Lieberman et Cie ont perdu la Turquie et sont en train de perdre l’Égypte, nos deux alliés inconditionnels dans la région ; ils ont aussi insulté, humilié, une douzaine d’autres nations et leur ont marché sur les pieds.
LES GENS QUI cherchent de la logique en politique en viennent souvent à des théories de complot.
Lors de la constitution de la coalition actuelle, Lieberman avait demandé les ministères de l’Intégration des immigrants, de la Justice, de la Sécurité intérieure (la police) et des Affaires étrangères.
Les immigrants – c’était naturel. Ses électeurs sont principalement des immigrants de l’ancienne Union soviétique. La Justice et la Police également. La police mène une enquête interminable sur lui à propos de fonds mystérieux que lui et sa très jeune fille ont reçus de sources de l’Europe de l’Est.
Mais les Affaires étrangères ? À quelle fin ? Pourquoi pas le beaucoup plus prestigieux ministère de la Défense ou l’extrêmement puissant ministère des Finances ?
Une de mes connaissances a proposé une théorie : quid si les Russes…
Lieberman passe une grande partie de son temps en Russie, en Biélorussie, en Ukraine et dans sa Moldavie natale. Qui d’autre que la Russie a intérêt à détruire la position internationale d’Israël, l’un des alliés les plus proches des États-Unis ? N’aurait-il pas été logique pour Vladimir Poutine de…
Mais il s’agit là, bien entendu, d’une plaisanterie. Non seulement Lieberman est connu pour être un patriote israélien honnête, tellement patriote que personne ne saurait l’égaler, mais aucun manipulateur de Moscou n’accepterait pour agent un homme aux yeux fuyants, qui parle avec un lourd accent russe.
Non, il doit y avoir une autre raison. Mais laquelle ?
UN JOURNALISTE ÉTRANGER m’a demandé l’autre jour : “mais que pensent-ils ?”
“Ils” – Nétanyahou, Lieberman et les autres – sont en train de perdre tous les amis qui nous restent, humiliant Barack Obama au passage. Ils sabotent la reprise des négociations de paix. Ils disséminent des colonies partout.

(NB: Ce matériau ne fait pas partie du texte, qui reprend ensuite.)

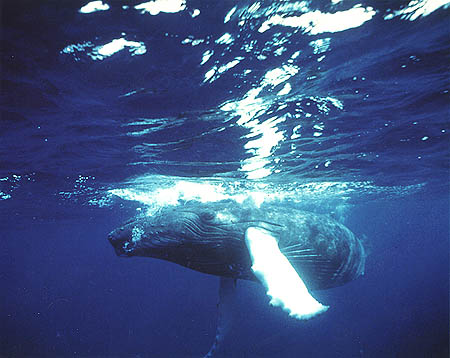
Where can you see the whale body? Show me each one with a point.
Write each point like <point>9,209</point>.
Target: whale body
<point>210,238</point>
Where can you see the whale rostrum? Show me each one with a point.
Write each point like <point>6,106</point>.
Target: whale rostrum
<point>288,250</point>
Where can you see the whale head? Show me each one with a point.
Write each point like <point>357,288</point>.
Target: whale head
<point>149,236</point>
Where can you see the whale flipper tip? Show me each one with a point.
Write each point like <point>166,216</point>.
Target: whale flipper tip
<point>283,284</point>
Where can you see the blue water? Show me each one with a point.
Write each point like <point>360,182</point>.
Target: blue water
<point>347,117</point>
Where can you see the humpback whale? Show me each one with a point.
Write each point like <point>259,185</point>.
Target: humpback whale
<point>288,251</point>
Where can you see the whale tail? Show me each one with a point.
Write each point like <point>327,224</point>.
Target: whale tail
<point>225,315</point>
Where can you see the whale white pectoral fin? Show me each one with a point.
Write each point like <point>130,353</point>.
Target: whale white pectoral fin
<point>283,284</point>
<point>225,317</point>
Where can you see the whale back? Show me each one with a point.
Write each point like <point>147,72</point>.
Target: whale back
<point>209,238</point>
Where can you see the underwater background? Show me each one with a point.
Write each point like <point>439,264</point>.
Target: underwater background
<point>113,109</point>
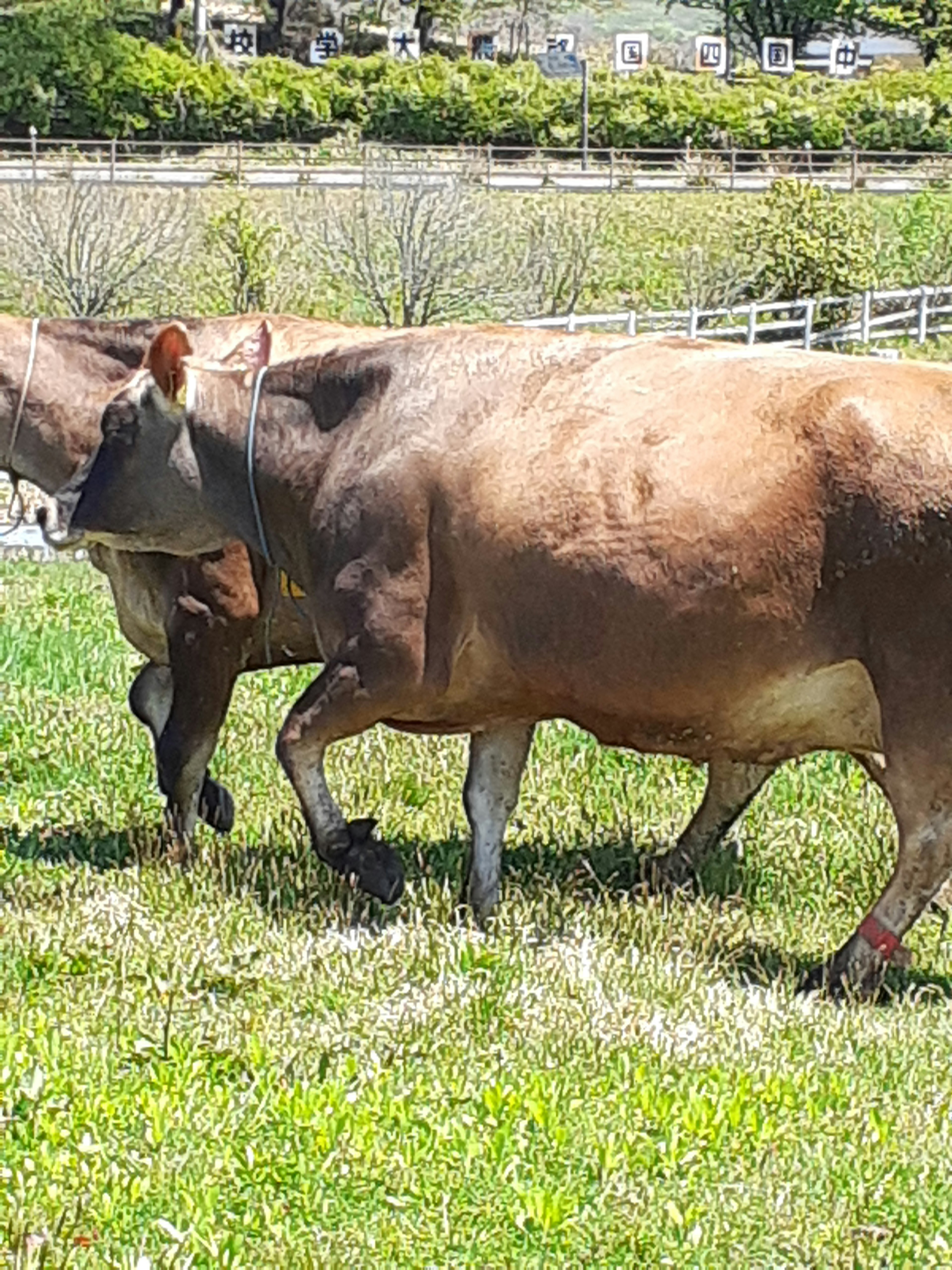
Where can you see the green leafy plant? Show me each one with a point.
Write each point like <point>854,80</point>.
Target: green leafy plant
<point>242,251</point>
<point>804,241</point>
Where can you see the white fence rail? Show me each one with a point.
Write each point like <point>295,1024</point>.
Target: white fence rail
<point>832,322</point>
<point>336,163</point>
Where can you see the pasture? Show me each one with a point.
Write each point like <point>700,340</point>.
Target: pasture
<point>247,1065</point>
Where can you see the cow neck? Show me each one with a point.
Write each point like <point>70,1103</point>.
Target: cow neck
<point>51,427</point>
<point>251,468</point>
<point>9,462</point>
<point>237,458</point>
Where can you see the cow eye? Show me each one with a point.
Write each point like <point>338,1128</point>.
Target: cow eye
<point>120,422</point>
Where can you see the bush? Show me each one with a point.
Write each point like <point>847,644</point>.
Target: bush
<point>804,241</point>
<point>68,70</point>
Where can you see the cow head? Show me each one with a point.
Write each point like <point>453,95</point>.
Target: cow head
<point>144,488</point>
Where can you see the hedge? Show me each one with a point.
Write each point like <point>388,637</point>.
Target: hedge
<point>83,78</point>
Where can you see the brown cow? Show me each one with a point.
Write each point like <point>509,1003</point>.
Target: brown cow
<point>200,622</point>
<point>204,622</point>
<point>682,548</point>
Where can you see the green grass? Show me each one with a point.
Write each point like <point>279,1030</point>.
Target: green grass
<point>247,1065</point>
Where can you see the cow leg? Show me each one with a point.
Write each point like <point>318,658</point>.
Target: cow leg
<point>339,705</point>
<point>730,791</point>
<point>497,761</point>
<point>921,792</point>
<point>151,699</point>
<point>206,655</point>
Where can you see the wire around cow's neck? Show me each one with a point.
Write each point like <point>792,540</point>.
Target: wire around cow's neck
<point>18,421</point>
<point>251,464</point>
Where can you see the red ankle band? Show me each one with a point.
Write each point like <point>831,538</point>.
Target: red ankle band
<point>879,938</point>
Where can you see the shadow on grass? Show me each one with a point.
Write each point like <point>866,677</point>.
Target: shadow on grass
<point>752,964</point>
<point>285,877</point>
<point>86,845</point>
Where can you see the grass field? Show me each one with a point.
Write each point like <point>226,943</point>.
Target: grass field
<point>245,1065</point>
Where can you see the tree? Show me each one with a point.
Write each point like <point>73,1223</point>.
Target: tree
<point>416,250</point>
<point>751,21</point>
<point>927,22</point>
<point>87,247</point>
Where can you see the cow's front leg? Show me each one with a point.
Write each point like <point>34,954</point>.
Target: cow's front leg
<point>730,791</point>
<point>151,698</point>
<point>921,793</point>
<point>492,791</point>
<point>208,651</point>
<point>341,704</point>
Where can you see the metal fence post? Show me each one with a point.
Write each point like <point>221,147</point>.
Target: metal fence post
<point>923,316</point>
<point>809,309</point>
<point>865,318</point>
<point>584,64</point>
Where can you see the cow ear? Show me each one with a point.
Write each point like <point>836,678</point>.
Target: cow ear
<point>253,352</point>
<point>167,360</point>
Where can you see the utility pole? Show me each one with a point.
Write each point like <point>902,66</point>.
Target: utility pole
<point>584,64</point>
<point>201,23</point>
<point>729,69</point>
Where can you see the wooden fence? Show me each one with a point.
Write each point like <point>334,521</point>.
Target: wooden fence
<point>832,322</point>
<point>338,163</point>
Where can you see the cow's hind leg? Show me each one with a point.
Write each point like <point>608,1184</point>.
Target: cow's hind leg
<point>730,791</point>
<point>497,761</point>
<point>339,705</point>
<point>921,792</point>
<point>151,698</point>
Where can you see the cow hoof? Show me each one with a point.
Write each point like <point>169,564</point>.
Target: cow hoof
<point>671,872</point>
<point>216,807</point>
<point>855,973</point>
<point>375,867</point>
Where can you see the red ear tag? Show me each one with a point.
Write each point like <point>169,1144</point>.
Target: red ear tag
<point>879,938</point>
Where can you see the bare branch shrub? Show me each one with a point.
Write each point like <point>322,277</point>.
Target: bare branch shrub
<point>564,250</point>
<point>417,250</point>
<point>91,251</point>
<point>240,258</point>
<point>710,280</point>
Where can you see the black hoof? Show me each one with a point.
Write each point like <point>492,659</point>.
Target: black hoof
<point>667,873</point>
<point>216,807</point>
<point>375,867</point>
<point>855,973</point>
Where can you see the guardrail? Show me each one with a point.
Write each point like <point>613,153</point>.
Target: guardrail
<point>831,322</point>
<point>517,168</point>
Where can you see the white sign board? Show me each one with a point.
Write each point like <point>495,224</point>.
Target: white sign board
<point>631,51</point>
<point>563,42</point>
<point>777,55</point>
<point>483,46</point>
<point>327,44</point>
<point>404,45</point>
<point>845,56</point>
<point>240,39</point>
<point>711,55</point>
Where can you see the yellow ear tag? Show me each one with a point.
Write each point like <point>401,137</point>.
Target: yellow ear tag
<point>290,589</point>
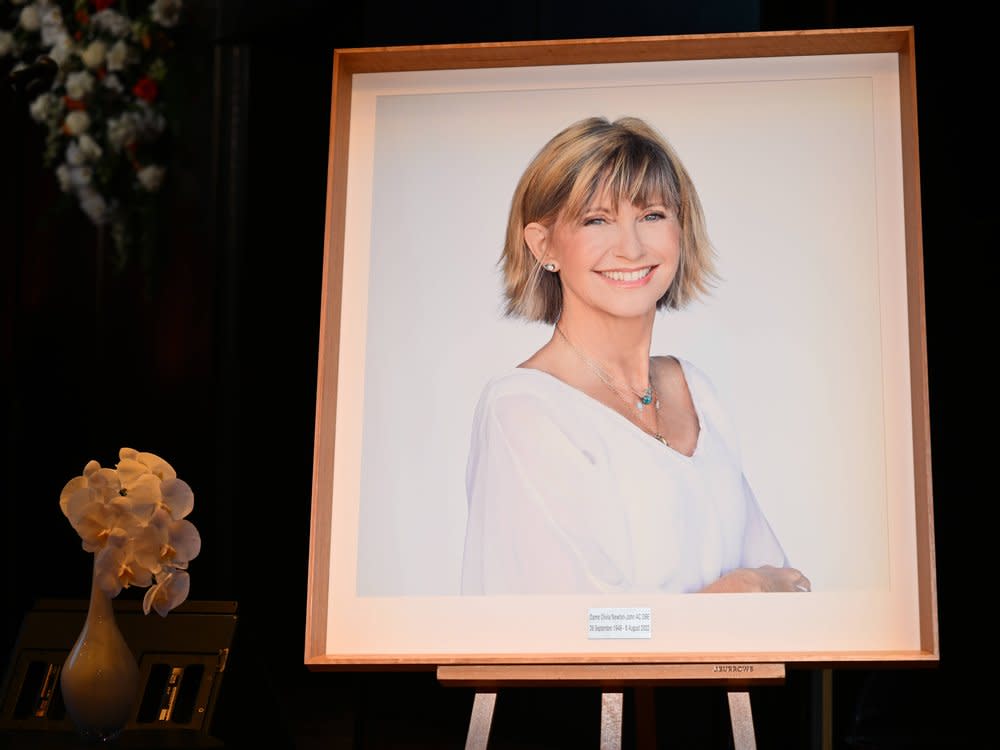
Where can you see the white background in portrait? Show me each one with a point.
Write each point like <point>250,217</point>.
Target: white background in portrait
<point>798,165</point>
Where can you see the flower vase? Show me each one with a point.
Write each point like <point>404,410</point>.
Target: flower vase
<point>100,677</point>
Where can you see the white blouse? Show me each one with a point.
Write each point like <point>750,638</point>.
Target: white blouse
<point>566,495</point>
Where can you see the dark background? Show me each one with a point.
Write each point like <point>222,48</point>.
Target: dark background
<point>208,357</point>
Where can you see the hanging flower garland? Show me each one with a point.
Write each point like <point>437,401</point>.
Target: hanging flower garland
<point>104,112</point>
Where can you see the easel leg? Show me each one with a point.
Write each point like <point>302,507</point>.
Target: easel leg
<point>611,721</point>
<point>742,720</point>
<point>645,718</point>
<point>481,721</point>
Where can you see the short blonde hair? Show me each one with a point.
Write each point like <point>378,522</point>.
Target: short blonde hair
<point>629,159</point>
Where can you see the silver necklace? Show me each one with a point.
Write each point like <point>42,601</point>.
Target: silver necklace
<point>644,398</point>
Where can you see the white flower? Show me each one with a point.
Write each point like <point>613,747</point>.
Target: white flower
<point>93,204</point>
<point>151,177</point>
<point>44,107</point>
<point>111,21</point>
<point>110,510</point>
<point>79,84</point>
<point>6,43</point>
<point>170,590</point>
<point>94,54</point>
<point>166,12</point>
<point>89,148</point>
<point>30,19</point>
<point>118,56</point>
<point>62,49</point>
<point>52,26</point>
<point>76,122</point>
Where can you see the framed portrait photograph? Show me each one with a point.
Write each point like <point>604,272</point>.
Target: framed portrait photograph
<point>808,346</point>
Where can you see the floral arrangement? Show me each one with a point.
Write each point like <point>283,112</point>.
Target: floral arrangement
<point>104,111</point>
<point>132,518</point>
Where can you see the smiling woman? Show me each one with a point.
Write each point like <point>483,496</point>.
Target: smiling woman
<point>594,466</point>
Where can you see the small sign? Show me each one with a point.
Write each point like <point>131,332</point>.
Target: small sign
<point>619,622</point>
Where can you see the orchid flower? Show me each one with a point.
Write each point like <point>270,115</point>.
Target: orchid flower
<point>170,590</point>
<point>132,518</point>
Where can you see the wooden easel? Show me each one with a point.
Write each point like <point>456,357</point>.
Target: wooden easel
<point>612,679</point>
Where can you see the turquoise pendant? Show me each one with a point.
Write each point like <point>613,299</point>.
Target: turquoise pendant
<point>645,399</point>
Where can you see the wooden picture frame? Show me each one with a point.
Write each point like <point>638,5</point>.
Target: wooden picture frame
<point>803,146</point>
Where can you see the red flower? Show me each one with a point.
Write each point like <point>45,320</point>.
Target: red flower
<point>146,88</point>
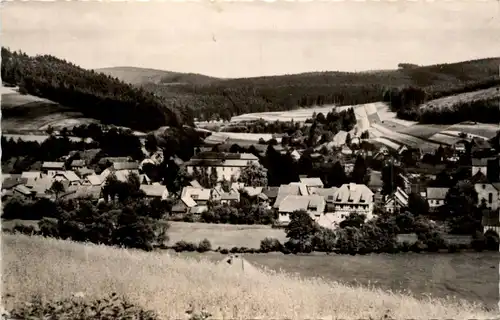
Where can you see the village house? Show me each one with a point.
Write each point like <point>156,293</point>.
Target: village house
<point>291,189</point>
<point>155,191</point>
<point>51,168</point>
<point>480,165</point>
<point>69,176</point>
<point>396,201</point>
<point>352,197</point>
<point>228,166</point>
<point>312,184</point>
<point>195,197</point>
<point>77,164</point>
<point>435,197</point>
<point>487,193</point>
<point>312,204</point>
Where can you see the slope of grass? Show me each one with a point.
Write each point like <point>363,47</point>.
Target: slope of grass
<point>94,94</point>
<point>21,113</point>
<point>55,269</point>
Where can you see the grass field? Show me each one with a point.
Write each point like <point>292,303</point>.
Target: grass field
<point>450,101</point>
<point>29,113</point>
<point>167,284</point>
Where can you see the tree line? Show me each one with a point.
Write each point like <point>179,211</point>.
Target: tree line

Si la solution à deux États est rendue finalement impossible, que reste-t-il ? Un État unifié de la Méditerranée au Jourdain ? Quel genre d’État cela serait-il ? Ces gens sont totalement opposés à un État bi-national, qui serait la négation complète du sionisme. Un État d’apartheid ? Combien de temps pourrait-il tenir ?
La seule alternative “rationelle” serait un nettoyage ethnique total, l’expulsion de 5,5 millions de Palestiniens de la Cisjordanie, de Gaza et d’Israël lui-même. Est-ce possible ? Le monde le tolérerait-il, sauf à être distrait par une invasion de martiens ?
La réponse, c’est que : “ils” ne réfléchissent vraiment pas beaucoup. Les Israéliens ont été conditionnés par leur vécu à penser à très court terme. Comme disent les Américains : “Un homme d’État pense à la prochaine génération, un politicien pense à la prochaine élection.” Ou, comme avait coutume de dire le leader sioniste Chaim Weizmann : “L’avenir viendra s’occuper de l’avenir”.
Il n’y a aucun débat national, seulement un vague désir de tout garder. Les sionistes de droite veulent s’accrocher à l’ensemble de la Palestine historique, les sionistes de gauche veulent en garder une aussi grande partie que possible. La réflexion ne va pas plus loin.
Les sages chez les anciens hébreux disaient : “Qui est le héros le plus brave ? Celui qui transforme son ennemi en ami.” Les sages modernes qui nous gouvernent ont retourné cela en : “Qui a le plus de prestige ? Celui qui transforme son ami en ennemi.”